The journal's most recent issue (winter, Vol. 12, No. 4) and all issues since 2000 can be found at the Project Muse Web site. This Web site offers searchable, full-text issues of the St. Thomas-based journal.

Here's a brief look at the contents of the most recent issue:

  • Poet and essayist Mark Roper of County Kilkenny opens with a personal essay that unpacks the levels of meaning around his mother's reported sighting of a rare bird, a kingfisher – a moving family mythology and more.
  • Historian Andrew Devenney of Western Michigan University offers an article that seems oddly topical given Ireland's recent turn-down of the EU's Lisbon Treaty – a study of Irish opposition to the Common Market in 1972.
  • Then, Mary Montague, a native of Derry now living in England, offers a suite of six new poems, including one long and witty poem that recounts a collision with the bureaucratic state in Britain.
  • Jennifer Molidor of Kansas State University, Salina, calls attention to the feminist ideas that run throughout a nearly forgotten 1924 story collection by Dorothy MacArdle, Earth-Bound: Nine Stories of Ireland.
  • Next, in an important article that touches on core elements of Irish identity, Nicholas Wolf of George Mason University gives a definitive study of the Irish Language in 19th-century seminaries.
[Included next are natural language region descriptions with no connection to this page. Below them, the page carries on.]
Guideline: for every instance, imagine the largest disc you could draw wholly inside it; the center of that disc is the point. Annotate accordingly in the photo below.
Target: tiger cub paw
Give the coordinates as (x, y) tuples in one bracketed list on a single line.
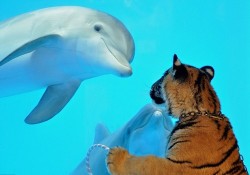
[(116, 160)]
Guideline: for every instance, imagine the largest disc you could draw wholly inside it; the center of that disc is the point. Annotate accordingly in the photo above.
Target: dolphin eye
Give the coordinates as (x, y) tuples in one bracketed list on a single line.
[(98, 27)]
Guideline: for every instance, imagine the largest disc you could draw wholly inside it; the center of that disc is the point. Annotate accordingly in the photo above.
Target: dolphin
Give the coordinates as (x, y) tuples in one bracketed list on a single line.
[(146, 133), (57, 48)]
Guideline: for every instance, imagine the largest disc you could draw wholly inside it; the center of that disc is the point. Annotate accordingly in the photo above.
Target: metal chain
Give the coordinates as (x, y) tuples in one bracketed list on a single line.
[(88, 155)]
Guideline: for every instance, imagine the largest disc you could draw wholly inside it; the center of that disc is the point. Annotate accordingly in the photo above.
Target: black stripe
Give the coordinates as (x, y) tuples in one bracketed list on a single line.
[(214, 98), (178, 161), (217, 123), (182, 126), (225, 133), (233, 170), (216, 172), (197, 95), (175, 143), (227, 154)]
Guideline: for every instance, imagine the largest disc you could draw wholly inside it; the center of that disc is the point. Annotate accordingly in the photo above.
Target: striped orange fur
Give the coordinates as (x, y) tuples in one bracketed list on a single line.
[(201, 143)]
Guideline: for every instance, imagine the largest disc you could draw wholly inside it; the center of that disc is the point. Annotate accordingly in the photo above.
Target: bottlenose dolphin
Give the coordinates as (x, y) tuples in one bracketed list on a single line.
[(146, 133), (58, 48)]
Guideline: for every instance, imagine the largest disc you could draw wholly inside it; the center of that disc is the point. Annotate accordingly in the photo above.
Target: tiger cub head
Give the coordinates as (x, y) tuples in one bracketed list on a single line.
[(184, 88)]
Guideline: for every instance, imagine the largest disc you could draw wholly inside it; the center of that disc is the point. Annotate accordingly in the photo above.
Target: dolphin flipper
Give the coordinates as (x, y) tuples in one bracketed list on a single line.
[(30, 46), (101, 132), (53, 101)]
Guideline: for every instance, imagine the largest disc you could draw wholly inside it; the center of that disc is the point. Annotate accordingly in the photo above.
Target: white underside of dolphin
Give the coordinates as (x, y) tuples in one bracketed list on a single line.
[(58, 48), (146, 133)]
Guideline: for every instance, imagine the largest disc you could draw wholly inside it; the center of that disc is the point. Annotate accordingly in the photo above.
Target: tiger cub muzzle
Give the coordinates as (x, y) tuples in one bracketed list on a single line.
[(156, 92)]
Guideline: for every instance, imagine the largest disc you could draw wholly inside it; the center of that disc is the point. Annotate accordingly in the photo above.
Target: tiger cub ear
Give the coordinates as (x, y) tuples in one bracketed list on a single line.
[(179, 70), (209, 71)]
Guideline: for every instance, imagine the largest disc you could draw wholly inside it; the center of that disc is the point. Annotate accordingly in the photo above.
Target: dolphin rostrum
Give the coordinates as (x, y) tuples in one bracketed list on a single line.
[(146, 133), (58, 48)]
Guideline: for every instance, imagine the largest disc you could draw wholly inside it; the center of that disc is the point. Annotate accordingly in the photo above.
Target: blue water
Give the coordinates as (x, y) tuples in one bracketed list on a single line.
[(215, 32)]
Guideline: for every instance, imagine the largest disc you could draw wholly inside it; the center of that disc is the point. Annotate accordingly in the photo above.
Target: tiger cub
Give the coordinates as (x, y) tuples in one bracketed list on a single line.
[(201, 143)]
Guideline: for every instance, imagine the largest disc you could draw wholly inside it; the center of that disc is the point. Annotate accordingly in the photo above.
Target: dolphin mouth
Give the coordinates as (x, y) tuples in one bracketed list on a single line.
[(119, 56)]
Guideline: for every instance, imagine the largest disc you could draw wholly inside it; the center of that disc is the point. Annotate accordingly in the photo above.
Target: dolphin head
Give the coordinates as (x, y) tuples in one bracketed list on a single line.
[(107, 43)]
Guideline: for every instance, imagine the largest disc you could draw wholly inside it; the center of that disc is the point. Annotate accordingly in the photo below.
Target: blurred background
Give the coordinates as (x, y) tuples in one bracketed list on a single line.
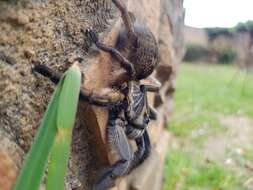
[(212, 119)]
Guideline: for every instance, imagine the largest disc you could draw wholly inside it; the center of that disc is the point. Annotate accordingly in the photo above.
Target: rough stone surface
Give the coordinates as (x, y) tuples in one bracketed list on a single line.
[(49, 32)]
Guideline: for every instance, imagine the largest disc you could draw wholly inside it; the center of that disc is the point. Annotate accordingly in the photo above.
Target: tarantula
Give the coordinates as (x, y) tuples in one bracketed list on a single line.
[(137, 52)]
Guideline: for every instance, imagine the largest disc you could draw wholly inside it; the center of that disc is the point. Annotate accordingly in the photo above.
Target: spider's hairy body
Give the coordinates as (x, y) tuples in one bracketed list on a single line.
[(136, 51), (142, 50)]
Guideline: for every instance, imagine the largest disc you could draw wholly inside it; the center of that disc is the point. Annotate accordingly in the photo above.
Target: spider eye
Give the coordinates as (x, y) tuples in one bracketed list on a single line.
[(136, 43)]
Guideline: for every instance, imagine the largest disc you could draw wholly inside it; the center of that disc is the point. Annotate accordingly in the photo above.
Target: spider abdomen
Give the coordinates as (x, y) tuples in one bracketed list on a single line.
[(142, 52)]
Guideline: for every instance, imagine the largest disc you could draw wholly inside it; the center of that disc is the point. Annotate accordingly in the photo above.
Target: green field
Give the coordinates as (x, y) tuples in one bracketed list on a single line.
[(212, 129)]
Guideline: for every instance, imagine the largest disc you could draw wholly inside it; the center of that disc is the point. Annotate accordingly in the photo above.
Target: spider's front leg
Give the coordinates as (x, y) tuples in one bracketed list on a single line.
[(117, 141), (106, 97)]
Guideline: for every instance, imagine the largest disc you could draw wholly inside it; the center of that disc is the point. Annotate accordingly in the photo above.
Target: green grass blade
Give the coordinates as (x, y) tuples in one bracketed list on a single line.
[(36, 160), (65, 121)]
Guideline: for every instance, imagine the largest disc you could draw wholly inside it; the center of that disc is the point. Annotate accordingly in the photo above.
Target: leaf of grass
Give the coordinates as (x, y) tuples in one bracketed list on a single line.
[(66, 94)]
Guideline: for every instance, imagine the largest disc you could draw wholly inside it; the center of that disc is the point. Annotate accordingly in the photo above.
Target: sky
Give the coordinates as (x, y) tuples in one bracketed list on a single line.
[(217, 13)]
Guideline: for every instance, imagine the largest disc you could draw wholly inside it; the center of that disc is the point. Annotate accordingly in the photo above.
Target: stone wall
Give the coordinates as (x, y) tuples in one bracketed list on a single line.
[(49, 32)]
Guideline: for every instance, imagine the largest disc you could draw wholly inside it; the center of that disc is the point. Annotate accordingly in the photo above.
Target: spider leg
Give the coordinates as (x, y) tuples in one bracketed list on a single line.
[(153, 86), (107, 99), (126, 18), (153, 113), (143, 151), (117, 140), (114, 52)]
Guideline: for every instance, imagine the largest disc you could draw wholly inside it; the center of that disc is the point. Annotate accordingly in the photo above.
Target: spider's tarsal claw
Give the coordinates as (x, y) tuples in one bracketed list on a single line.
[(92, 35), (108, 178)]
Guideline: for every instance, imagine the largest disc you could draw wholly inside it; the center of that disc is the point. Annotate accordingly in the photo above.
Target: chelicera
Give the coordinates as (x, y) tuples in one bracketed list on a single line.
[(129, 111)]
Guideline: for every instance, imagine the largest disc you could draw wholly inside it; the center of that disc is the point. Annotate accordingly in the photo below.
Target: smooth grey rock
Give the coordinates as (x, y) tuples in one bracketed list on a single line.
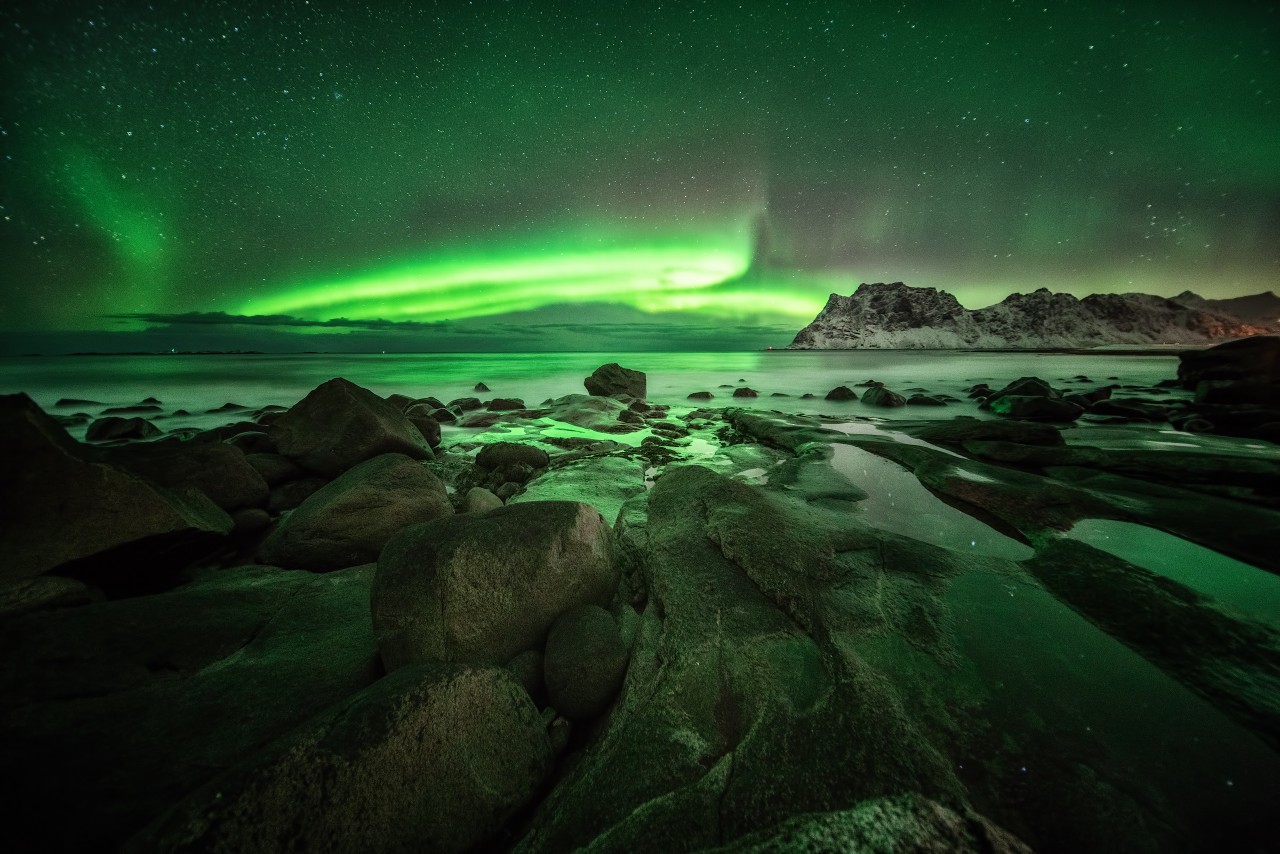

Gaelic was indeed a part of clerical education, but only for the purpose of facilitating pastoral care.
  • Michael O. Jauchen, writing from Louisiana State University, Lafayette, takes a new look at a chapter of Ulysses that famously ran afoul of the censors and discovers ideas about prostitution, incest and venereal disease running just below the surface.
  • Then, C.W. Sullivan III of East Carolina University unsettles one of the founding myths of Australia: the nightmare legacy of convict transportation, which he provocatively suggests moderated as time went on.
  • William Trevor's contemporary story collection, Cheating at Canasta (2007), then undergoes a detailed look from Mary Fitzgerald-Hoyt of Siena College, who finds it a searing depiction of the Celtic Tiger's effects on community.
  • Finally, one of New Hibernia Review's distinctive features, "Radharc ar gCúl: The Backward Glance" offers three fresh looks at Cecil Woodham's classic 1962 account of the Famine, The Great Hunger, with short retrospective articles from historians Christine Kinealy of Drew University, Elizabeth Malcolm of the University of Melbourne and William H. Mulligan of Western Kentucky University.